Critical U.S. minerals are already mined but discarded. Small-scale restoration may meet demand and reduce waste.
According to a new examine printed in Science, current U.S. mines already produce all of the important minerals wanted every year for vitality, protection, and know-how.
The drawback, defined Elizabeth Holley, affiliate professor of mining engineering on the Colorado School of Mines and lead writer of the examine, is that these sources are usually not being recovered. Instead, minerals comparable to cobalt, lithium, gallium, and uncommon earth parts, together with neodymium and yttriu,m are being discarded within the waste streams of different mining operations, comparable to these for gold and zinc.
“The challenge lies in recovery,” Holley mentioned. “It’s like getting salt out of bread dough – we need to do a lot more research, development, and policy to make the recovery of these critical minerals economically feasible.”
Data-driven evaluation of U.S. mines
To perform the examine, Holley and her colleagues created a database documenting annual output from federally permitted metallic mines throughout the United States. They then utilized a statistical resampling methodology to mix this manufacturing information with geochemical measurements of important minerals in ores, compiled by the U.S. Geological Survey, Geoscience Australia, and the Geological Survey of Canada.
Through this methodology, the researchers have been in a position to estimate how a lot of these important minerals is produced and processed at U.S. mines every year but finally not recovered. Instead, these priceless sources are being discarded as mine tailings, which should then be saved and managed to cut back the chance of environmental air pollution.

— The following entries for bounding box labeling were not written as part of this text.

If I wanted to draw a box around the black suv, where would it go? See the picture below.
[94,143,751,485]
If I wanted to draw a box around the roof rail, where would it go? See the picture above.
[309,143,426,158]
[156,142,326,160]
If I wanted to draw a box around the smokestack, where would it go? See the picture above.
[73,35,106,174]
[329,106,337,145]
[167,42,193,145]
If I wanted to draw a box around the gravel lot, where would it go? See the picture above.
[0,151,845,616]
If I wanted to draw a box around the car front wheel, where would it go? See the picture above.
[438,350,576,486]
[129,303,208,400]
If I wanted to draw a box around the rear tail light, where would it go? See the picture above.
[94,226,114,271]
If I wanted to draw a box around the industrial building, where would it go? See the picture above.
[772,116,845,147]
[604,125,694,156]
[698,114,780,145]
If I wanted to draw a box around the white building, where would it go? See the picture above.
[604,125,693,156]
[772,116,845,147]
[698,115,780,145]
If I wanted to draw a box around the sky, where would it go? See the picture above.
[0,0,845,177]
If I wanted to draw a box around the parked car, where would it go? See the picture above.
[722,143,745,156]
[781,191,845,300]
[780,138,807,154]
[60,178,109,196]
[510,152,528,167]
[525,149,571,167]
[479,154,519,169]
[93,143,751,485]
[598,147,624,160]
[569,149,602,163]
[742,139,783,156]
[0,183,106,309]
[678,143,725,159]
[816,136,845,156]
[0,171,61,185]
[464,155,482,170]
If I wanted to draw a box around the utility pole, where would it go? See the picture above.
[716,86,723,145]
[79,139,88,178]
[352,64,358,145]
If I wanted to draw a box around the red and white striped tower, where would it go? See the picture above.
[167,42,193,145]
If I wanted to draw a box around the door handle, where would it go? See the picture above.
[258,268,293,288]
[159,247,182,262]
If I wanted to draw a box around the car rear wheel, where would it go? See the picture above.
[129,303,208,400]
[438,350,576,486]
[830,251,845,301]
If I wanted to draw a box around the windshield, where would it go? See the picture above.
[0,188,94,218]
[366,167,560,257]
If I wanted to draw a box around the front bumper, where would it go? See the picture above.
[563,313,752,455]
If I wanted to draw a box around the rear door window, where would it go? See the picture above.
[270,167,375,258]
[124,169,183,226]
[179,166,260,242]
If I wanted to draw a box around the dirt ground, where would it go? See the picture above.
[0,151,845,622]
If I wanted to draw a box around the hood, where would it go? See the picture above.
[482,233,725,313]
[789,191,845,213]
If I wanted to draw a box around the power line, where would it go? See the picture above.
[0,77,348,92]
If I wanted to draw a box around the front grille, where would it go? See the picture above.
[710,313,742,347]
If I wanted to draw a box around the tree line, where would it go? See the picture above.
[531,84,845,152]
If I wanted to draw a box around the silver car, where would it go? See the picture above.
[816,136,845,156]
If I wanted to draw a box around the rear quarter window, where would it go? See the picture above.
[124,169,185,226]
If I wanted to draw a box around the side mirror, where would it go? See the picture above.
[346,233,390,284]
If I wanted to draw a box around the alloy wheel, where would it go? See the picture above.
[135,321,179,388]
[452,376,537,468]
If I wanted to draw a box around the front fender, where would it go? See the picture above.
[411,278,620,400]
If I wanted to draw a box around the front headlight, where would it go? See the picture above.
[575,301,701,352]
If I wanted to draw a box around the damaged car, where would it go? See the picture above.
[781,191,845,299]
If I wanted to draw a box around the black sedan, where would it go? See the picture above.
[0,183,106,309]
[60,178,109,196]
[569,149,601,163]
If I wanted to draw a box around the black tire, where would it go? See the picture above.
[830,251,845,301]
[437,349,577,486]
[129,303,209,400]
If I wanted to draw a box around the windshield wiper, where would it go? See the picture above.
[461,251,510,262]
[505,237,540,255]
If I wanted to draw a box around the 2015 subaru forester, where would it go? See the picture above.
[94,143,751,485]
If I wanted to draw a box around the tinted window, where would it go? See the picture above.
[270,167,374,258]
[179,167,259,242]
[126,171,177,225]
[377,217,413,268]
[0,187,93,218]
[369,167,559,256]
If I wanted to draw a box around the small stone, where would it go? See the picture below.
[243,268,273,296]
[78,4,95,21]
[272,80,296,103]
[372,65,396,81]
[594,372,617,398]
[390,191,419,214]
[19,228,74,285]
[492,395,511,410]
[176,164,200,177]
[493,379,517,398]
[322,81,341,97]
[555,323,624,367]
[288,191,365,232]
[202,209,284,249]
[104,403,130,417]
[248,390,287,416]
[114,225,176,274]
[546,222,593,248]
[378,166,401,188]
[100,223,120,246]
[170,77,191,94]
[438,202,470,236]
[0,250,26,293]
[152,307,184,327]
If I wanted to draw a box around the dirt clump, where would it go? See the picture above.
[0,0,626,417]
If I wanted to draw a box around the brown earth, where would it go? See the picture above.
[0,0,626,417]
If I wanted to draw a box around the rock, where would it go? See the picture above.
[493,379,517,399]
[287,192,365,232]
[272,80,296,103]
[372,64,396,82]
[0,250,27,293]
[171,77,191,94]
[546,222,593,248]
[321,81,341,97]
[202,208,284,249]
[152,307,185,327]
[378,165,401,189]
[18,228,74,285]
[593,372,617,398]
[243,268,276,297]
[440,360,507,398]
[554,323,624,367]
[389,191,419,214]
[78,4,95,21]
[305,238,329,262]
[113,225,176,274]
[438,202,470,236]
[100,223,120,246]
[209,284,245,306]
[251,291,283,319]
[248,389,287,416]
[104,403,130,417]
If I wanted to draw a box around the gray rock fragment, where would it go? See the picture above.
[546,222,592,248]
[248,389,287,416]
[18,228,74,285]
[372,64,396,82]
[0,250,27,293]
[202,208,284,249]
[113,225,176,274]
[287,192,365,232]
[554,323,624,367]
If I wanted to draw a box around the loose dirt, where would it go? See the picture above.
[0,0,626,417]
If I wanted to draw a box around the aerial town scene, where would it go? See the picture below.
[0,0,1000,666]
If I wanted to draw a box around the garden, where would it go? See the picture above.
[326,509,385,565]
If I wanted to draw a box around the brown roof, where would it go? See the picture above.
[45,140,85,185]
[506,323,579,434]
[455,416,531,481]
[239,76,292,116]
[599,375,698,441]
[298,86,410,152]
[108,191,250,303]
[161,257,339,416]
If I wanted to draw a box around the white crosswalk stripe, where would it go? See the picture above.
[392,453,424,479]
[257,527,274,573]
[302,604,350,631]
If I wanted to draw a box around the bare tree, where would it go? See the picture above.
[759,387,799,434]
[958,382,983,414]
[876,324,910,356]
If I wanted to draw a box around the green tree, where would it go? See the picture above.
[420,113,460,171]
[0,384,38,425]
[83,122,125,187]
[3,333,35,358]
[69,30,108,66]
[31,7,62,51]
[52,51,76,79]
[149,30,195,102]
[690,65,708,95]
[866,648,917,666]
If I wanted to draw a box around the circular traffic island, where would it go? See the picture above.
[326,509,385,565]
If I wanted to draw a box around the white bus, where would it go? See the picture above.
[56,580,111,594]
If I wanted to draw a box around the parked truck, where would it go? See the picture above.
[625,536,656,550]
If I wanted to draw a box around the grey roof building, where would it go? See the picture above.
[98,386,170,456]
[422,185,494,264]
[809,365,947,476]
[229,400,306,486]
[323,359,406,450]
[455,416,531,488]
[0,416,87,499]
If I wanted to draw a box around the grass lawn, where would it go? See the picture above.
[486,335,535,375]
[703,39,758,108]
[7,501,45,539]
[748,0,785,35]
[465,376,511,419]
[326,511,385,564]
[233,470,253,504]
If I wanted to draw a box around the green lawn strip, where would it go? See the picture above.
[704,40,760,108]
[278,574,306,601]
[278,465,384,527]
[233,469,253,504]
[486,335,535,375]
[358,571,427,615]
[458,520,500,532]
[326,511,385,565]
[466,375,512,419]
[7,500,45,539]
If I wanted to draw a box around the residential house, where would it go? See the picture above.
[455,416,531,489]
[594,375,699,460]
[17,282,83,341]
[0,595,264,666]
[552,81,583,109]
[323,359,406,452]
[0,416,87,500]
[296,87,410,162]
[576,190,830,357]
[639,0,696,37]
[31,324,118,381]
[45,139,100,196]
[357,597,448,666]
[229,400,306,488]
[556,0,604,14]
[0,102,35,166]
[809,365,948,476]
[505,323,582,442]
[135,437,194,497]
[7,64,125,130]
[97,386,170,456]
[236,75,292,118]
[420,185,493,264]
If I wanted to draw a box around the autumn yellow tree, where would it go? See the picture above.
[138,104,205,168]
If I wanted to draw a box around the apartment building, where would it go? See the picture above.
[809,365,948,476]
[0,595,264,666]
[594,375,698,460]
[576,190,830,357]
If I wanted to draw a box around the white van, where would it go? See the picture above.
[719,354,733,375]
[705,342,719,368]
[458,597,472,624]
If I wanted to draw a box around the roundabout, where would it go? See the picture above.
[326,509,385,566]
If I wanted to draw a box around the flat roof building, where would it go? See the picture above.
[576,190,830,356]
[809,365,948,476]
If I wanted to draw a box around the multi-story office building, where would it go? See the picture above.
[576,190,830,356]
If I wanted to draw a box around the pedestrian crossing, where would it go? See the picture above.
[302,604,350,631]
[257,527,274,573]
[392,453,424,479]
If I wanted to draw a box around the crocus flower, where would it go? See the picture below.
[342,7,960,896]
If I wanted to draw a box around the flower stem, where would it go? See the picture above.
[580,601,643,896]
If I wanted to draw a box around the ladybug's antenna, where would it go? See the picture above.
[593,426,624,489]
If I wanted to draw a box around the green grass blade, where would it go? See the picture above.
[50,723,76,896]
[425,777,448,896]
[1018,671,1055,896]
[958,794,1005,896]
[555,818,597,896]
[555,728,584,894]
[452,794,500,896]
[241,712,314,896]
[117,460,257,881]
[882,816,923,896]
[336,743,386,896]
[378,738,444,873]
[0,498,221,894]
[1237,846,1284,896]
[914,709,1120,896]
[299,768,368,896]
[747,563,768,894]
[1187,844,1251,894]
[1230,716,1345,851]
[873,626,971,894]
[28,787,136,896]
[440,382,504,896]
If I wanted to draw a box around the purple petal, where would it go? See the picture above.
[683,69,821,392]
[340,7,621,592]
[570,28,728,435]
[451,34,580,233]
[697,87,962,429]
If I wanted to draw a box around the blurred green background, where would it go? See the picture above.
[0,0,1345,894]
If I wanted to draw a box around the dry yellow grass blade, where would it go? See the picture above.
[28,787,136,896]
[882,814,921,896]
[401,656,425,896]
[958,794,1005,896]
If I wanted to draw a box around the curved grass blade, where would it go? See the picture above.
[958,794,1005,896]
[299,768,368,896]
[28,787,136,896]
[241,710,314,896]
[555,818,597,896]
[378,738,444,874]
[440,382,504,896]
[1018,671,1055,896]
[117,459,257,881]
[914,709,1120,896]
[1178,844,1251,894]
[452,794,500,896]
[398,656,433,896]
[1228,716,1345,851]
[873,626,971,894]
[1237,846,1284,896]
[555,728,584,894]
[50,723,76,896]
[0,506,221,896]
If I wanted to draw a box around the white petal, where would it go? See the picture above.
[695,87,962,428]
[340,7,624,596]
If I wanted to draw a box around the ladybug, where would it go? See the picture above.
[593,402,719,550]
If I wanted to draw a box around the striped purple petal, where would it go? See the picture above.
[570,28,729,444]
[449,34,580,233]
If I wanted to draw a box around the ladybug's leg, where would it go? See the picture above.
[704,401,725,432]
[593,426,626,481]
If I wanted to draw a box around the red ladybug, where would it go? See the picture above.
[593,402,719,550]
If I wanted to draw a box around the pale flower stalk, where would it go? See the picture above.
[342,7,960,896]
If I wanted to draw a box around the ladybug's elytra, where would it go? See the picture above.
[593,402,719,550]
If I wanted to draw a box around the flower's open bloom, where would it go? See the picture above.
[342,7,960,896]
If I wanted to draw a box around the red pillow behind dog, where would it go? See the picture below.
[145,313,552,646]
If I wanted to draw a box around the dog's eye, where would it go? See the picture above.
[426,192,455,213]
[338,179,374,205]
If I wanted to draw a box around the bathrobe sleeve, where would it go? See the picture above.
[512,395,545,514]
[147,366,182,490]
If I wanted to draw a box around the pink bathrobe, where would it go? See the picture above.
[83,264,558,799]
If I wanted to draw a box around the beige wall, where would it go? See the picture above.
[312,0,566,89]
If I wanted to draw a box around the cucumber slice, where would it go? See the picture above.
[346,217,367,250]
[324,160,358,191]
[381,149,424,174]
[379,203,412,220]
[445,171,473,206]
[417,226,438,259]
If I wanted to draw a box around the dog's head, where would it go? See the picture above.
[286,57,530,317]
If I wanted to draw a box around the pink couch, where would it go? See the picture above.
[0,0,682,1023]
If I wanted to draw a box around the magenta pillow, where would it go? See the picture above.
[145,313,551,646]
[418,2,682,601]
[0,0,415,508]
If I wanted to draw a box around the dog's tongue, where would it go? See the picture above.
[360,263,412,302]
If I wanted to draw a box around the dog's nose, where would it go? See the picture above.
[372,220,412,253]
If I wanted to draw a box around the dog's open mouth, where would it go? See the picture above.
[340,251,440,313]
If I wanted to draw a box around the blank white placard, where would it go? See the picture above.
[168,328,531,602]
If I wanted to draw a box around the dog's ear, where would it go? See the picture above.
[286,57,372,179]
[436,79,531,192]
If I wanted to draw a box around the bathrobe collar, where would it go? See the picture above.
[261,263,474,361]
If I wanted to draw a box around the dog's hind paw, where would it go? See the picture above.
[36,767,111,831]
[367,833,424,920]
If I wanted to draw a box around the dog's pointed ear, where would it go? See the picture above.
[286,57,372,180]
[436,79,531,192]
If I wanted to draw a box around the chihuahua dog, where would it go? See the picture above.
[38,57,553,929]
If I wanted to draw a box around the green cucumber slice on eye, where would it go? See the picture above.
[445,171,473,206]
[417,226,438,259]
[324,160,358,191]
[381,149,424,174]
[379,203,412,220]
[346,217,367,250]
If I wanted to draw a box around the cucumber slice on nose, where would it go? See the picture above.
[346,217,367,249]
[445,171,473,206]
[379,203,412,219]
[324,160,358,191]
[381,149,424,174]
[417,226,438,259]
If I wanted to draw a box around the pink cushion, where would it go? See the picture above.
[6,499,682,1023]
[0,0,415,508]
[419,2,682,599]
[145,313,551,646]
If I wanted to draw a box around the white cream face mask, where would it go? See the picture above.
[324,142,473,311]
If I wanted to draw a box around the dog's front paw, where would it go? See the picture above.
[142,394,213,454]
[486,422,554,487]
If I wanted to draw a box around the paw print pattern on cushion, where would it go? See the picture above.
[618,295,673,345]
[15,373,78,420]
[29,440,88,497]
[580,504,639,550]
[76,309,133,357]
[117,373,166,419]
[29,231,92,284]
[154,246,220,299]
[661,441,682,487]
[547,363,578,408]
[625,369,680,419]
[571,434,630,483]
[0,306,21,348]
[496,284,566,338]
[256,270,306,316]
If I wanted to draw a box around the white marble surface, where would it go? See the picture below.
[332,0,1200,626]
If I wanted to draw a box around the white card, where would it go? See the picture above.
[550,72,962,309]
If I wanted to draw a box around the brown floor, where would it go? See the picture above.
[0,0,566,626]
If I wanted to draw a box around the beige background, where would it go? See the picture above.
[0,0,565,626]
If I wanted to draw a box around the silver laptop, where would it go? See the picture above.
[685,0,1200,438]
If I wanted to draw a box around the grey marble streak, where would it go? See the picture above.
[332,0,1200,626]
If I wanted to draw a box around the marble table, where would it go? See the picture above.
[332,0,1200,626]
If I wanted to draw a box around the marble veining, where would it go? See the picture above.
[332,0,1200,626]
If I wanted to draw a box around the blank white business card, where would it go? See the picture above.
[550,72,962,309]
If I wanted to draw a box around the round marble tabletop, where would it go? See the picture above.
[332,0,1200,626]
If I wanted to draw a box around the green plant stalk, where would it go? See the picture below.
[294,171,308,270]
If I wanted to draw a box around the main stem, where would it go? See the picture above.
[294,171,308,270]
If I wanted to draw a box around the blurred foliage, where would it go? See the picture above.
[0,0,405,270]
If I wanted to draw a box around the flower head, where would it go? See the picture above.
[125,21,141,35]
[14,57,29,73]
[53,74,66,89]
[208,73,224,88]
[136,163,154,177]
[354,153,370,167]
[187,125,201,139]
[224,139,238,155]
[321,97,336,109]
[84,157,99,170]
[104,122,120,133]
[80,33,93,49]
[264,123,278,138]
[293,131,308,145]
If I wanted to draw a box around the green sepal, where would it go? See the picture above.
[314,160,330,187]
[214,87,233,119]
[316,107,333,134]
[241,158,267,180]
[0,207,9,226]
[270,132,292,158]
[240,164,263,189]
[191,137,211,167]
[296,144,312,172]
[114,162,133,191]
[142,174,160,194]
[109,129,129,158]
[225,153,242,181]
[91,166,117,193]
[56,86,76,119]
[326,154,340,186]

“This is a brand-new view of ‘low hanging fruit’ – we show where each critical mineral exists and the sites at which even 1 percent recovery of a particular critical mineral could make a huge difference, in many cases dramatically reducing or even eliminating the need to import that mineral,” Holley mentioned.
Recoverable parts and potential impacts
The evaluation in Science seems to be at a complete of 70 parts utilized in functions starting from shopper electronics like cell telephones to medical gadgets to satellites to renewable vitality to fighter jets and exhibits that unrecovered byproducts from different U.S. mines may meet the demand for all but two – platinum and palladium.
Among the weather included within the evaluation are:
- Cobalt (Co): This shiny bluish-gray metallic, important for manufacturing electrical car batteries, is produced as a secondary materials throughout nickel and copper mining. Recovering underneath 10 p.c of the cobalt that’s presently mined and processed but left unrecovered can be ample to produce all the U.S. battery business.
- Germanium (Ge): A brittle, silvery-white semi-metal utilized in electronics and infrared optics, together with sensors for missiles and protection satellites, is present in zinc and molybdenum deposits. By reclaiming lower than 1 p.c of the germanium already mined and processed but not recovered within the U.S., home demand might be totally met with out relying on imports.
Environmental and coverage alternatives
The advantages of enhanced restoration are usually not solely financial and geopolitical but additionally environmental, Holley mentioned – recovering these important minerals as an alternative of sending them to tailings piles would cut back the environmental impression of mine waste and open extra alternatives for reuse in building and different industries.
“Now that we know which sites are low-hanging fruit, we need to conduct detailed analyses of the minerals in which these chemical elements reside and then test the technologies suitable for recovery of those elements from those specific minerals,” Holley mentioned. “We also need policies that incentivize mine operators to incorporate additional processing infrastructure. Although these elements are needed, their market value may not be sufficient to motivate operators to invest in new equipment and processes without the right policies in place.”
Reference: “By-product recovery from US metal mines could reduce import reliance for critical minerals” by Elizabeth A. Holley, Karlie M. Hadden, Dorit Hammerling, Rod Eggert, D. Erik Spiller and Priscilla P. Nelson, 21 August 2025, Science.